JSU to Host First Film Conference, "Storytelling," on April 4
04/01/2014
Jacksonville State University and The Alabama Film Symposium are pleased to present JSU's first film conference, "Storytelling," on Friday, April 4 from 11 a.m. - 7 p.m. at the Anders Round House on the JSU campus.
Speakers for the event are:
- Bernadette Guthrie, Cornell University
- Scott Angus, Maryville University
- Matthew Jarvis, Jacksonville State University
Agenda
11 a.m. Screen Winter Light, dir. Ingmar Bergman, 1962
12:30 p.m. Paper by Bernadette Guthrie and questions
1 p.m. Lunch
2 p.m. Screen White Dog, dir. Samuel Fuller, 1982
3:30 p.m. Paper by Scott Angus and questions
4 p.m. Screen The Taking of Power by Louis XIV, dir. Roberto Rossellini, 1966
6 p.m. Paper by Matthew Jarvis and questions
6:30 p.m. Panel discussion and wrap-up
Winter Light
With Winter Light, master craftsman Ingmar Bergman explores the search for redemption in a meaningless existence. In this stark depiction of spiritual crisis, small-town pastor Tomas Ericsson (Gunnar Björnstrand) performs his duties mechanically before a dwindling congregation. When he is asked to assist with a troubled parishioner’s (Max von Sydow) debilitating fear of nuclear annihilation, Tomas is terrified to find that he can provide nothing but his own uncertainty. Beautifully photographed by Sven Nykvist, Winter Light is an unsettling look at the human craving for personal validation in a world seemingly abandoned by God.
White Dog
Samuel Fuller’s throat-grabbing exposé on American racism was misunderstood and withheld from release when it was made in the early eighties; today, the notorious film is lauded for its daring metaphor and gripping pulp filmmaking. Kristy McNichol stars as a young actress who adopts a lost German shepherd, only to discover through a series of horrifying incidents that the dog has been trained to attack black people, and Paul Winfield plays the animal trainer who tries to cure him. A snarling, uncompromising vision, White Dog is a tragic portrait of the evil done by that most corruptible of animals: the human being.
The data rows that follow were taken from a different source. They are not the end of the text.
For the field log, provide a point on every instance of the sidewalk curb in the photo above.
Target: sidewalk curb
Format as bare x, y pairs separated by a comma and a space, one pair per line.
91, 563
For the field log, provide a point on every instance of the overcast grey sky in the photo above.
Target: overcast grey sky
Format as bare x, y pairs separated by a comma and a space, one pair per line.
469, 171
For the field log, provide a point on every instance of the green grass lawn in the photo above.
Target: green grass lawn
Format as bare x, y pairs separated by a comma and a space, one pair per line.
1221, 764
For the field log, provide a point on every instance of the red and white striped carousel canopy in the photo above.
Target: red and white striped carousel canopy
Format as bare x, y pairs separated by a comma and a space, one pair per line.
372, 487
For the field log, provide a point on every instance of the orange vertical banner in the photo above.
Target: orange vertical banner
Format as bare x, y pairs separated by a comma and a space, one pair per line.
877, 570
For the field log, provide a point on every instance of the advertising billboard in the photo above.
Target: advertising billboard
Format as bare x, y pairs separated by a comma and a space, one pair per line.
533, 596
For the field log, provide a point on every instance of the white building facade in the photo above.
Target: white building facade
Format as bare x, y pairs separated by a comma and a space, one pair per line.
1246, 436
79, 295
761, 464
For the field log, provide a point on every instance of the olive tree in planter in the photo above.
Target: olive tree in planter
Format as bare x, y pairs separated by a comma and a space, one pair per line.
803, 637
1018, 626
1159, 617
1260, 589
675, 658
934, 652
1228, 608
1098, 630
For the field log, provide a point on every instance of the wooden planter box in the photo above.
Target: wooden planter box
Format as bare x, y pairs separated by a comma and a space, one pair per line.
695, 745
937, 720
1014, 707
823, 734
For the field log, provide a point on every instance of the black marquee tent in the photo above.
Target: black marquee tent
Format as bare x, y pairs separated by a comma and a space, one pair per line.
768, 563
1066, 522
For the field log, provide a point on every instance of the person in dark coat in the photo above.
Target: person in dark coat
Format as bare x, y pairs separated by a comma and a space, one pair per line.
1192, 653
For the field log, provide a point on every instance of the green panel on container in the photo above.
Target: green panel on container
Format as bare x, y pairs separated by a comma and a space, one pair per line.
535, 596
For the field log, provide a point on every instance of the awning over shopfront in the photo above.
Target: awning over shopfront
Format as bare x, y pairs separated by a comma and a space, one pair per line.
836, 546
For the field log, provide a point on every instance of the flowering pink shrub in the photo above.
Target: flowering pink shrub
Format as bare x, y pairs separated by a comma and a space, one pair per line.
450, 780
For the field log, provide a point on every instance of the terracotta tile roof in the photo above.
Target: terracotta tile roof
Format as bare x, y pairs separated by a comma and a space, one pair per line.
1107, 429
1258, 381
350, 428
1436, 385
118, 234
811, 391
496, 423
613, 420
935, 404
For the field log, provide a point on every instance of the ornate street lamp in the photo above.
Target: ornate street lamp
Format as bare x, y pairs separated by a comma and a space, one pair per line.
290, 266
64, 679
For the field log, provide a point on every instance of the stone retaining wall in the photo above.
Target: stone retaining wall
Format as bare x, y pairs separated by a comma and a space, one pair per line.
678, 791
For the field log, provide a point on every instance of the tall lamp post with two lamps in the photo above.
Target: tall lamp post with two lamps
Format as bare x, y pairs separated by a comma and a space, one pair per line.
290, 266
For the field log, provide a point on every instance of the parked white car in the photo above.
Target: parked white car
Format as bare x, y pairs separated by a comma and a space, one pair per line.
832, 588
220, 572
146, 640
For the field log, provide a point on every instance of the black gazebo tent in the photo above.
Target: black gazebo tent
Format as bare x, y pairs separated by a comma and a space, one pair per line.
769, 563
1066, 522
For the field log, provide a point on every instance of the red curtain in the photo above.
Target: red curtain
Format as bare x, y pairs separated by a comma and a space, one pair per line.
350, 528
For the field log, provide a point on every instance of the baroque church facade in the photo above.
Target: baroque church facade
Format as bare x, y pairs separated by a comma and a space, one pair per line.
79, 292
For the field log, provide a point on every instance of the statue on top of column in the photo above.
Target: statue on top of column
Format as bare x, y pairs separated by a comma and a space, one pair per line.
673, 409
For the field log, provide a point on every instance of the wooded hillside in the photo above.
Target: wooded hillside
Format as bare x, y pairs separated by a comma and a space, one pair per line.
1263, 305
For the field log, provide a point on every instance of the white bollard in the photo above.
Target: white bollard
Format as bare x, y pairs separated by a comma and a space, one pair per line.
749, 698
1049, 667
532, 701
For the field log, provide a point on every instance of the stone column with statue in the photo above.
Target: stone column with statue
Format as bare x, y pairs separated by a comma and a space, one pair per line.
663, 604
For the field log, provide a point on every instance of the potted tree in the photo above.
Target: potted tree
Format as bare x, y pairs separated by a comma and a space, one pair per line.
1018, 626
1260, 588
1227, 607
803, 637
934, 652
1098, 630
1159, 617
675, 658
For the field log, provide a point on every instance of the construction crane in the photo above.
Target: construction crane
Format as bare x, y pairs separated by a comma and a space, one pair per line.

The Taking of Power by Louis XIV
Filmmaking legend Roberto Rossellini brings his passion for realism and unerring eye for the everyday to this portrait of the early years of the reign of France’s “Sun King,” and in the process reinvents the costume drama. The death of chief minister Cardinal Mazarin, the construction of the palace at Versailles, the extravagant meals of the royal court: all are recounted with the same meticulous quotidian detail that Rossellini brought to his contemporary portraits of postwar Italy. The Taking of Power by Louis XIV dares to place a larger-than-life figure at the level of mere mortal.